The night the star devoured four stars was, in this reading, the night Nimrod's astrologers confirmed that the prophecy had moved from abstract to personal. A specific child, in a specific womb, in a specific city. Not a dynasty centuries away. A boy. Born in the next year. The advisors who reported it to the king were not wrong about what they saw. They were wrong about what to do with what they saw -- but they would never have described their choice in those terms. They would have said: we were faithful servants of the king. We reported what we observed. We gave our recommendation. We did our job.
This is how most destruction happens in the tradition's telling: not through monsters, but through professionals. Not through people who enjoy cruelty, but through people who find it safer to pass the information upward and let someone else make the decision they already know will be made.
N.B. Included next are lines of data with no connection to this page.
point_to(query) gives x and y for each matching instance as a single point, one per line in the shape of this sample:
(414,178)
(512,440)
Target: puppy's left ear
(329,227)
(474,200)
What the tradition finds most instructive about this scene is the gap between what the advisors knew and what they chose to do with that knowledge. They saw the same sign Abraham's birth announced to the heavens. They correctly interpreted it. And they immediately converted a revelation into a transaction: bring this information to the king, preserve our own safety, collect whatever advantage comes from being first with the news. The star that announced the birth of the man who would teach the world about God became, in their hands, the occasion for recommending an infanticide.
The Book of Jubilees, composed around 160-150 BCE, records that in those days all the peoples of the earth had forsaken God and were serving idols of wood and stone. The advisors in Nimrod's court were not anomalies. They were representatives of their world: intelligent, skilled, capable of reading the heavens, and unable to imagine any use for what they read except in service of the king whose gold they ate. Abraham -- born into this world, educated in the house of Noah who was one of the last men alive who remembered what the world had been before the flood -- was the answer to the question their knowledge kept asking and their allegiance kept refusing to answer: if the heavens declare something true, what are you going to do about it?